Selain itu, pemda menyediakan listrik dari sinar matahari sehingga tidak membebani petani membeli bahan bakar minyak untuk kebutuhan sumur bor itu, apalagi kalau lahan pertanian itu jauh dari jaringan listrik. Seluruh wilayah NTT memiliki sinar matahari yang sangat berpotensi. Ini dapat dimanfaatkan.
”Kasus kekeringan yang berdampak pada gagal tanam dan gagal panen ini selalu berulang setiap tahun, bukan hal baru bagi masyarakat, pemda, dan DPRD NTT. Ada upaya mengatasi hal ini, tetapi tidak terarah sehingga tidak bermanfaat dalam jangka panjang bagi masyarakat,” kata Jebarus.
Enam tahun terakhir pemerintah membangun tujuh unit waduk masing-masing berkapasitas 7 juta-18 juta metrik kubik air, dengan total dana lebih dari Rp 5 triliun. Dua unit bendungan sudah diresmikan Presiden Joko Widodo, yakni Raknamo di Kabupaten Kupang dan Rotiklot di Belu, tetapi kedua embung itu belum berfungsi sesuai rencana awal karena curah hujan terbatas.
Tiga bendungan masih dalam proses pembangunan, yakni Temef antara Timor Tengah Utara dan Timor Tengah Selatan, Manikin di Kabupaten Kupang, dan Bendungan Napung Gete di Sikka. Bendungan-bendungan itu pun bergantung dari air hujan. Jika curah hujan terbatas, air bendungan tidak terisi.
Sejak 2019-2020, musim hujan turun dua bulan saja, yakni Desember-Januari, itu pun tidak merata. Ada wilayah tertentu bahkan tidak mendapatkan hujan sama sekali seperti kawasan selatan Timor Tengah Selatan.
Meski demikian, ada wilayah tertentu yang kelimpahan air hujan seperti Manggarai Raya dan Ngada. Di wilayah ini sebagian besar kawasan mendapatkan curah hujan yang cukup, kecuali kawasan pesisir.
Pulau Timor, Sumba, Sabu Raijua, Rote Ndao, dan pantai utara Flores seperti Sikka, Flores Timur, dan Nagekeo menjadi kawasan rawan pangan karena rawan kekeringan. Kekeringan di kawasan itu mencapai 2,5 juta hektar, meliputi sawah tadah hujan. Jebarus mengatakan, DPRD selalu menyoroti masalah kekeringan dan tak berfungsinya embung, tetapi tidak pernah ada perubahan.
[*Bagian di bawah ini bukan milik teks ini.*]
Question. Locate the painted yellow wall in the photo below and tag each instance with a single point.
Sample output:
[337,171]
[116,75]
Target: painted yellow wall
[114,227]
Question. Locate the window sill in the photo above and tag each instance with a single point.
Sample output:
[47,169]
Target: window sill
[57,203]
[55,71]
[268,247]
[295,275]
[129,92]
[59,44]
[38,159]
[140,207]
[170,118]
Sekitar 150.000 hektar sawah irigasi yang berada di sebagian besar wilayah Manggarai Barat, Manggarai, Manggari Timur, sebagian di Kabupaten Kupang, dan sebagian Sumba juga terancam kekeringan. Pasokan air irigasi di sawah sawah itu seret.
Kepala Biro Humas dan Protokol Setda NTT Marius Jelamu membenarkan kekeringan saat ini. Pemkab dan Pemkot didorong mengadakan sumur bor di daerah-daerah rawan kekeringan.
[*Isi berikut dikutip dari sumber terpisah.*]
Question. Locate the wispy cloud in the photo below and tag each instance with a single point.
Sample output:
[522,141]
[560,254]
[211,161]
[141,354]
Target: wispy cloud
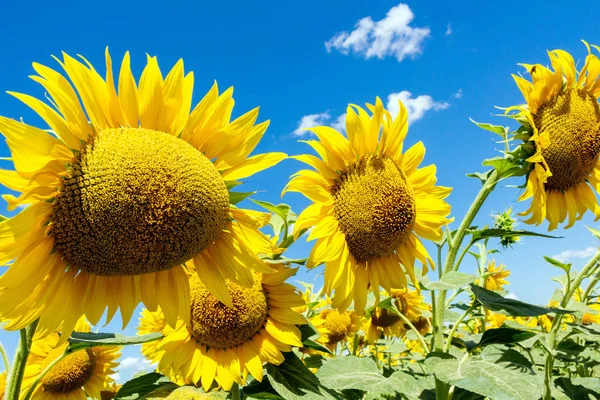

”Jangka pendek proyek padat karya diprogramkan sebanyak mungkin di desa-desa dengan dana desa yang ada. Jika memungkinkan, desa-desa itu mengadakan air baku untuk kebutuhan rumah tangga. Mereka bisa memanfaatkan air itu untuk tanam hortikultura di pekarangan rumah,” katanya.
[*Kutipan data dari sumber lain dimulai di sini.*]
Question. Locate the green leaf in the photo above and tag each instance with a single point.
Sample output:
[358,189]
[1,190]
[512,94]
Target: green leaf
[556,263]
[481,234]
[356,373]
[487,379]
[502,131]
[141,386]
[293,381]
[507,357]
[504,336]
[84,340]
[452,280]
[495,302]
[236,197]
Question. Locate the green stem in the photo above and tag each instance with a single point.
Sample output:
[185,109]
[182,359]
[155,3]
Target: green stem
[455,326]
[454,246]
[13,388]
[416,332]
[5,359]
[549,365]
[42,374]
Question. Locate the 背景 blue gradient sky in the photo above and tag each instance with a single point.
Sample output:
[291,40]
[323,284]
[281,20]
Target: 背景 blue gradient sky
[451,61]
Mengatasi rawan pangan, Jelamu mengatakan, setiap pemda memiliki beras cadangan. Beras itu didistribusi silang dari daerah surplus ke daerah gagal panen. Misalnya, Manggarai Raya surplus beras, mengirim beras ke daratan Timor, sebaliknya pemda di Timor mengirim ternak ke Manggarai Raya.
Ke depan dibangun lumbung desa di masing-masing desa, sesuai program Kementerian Pertanian. Lumbung desa ini wajib dimiliki setiap desa, malah setiap dusun, atau RT/RW memiliki lumbung pangan sendiri, sebagai buffer stock paling terakhir.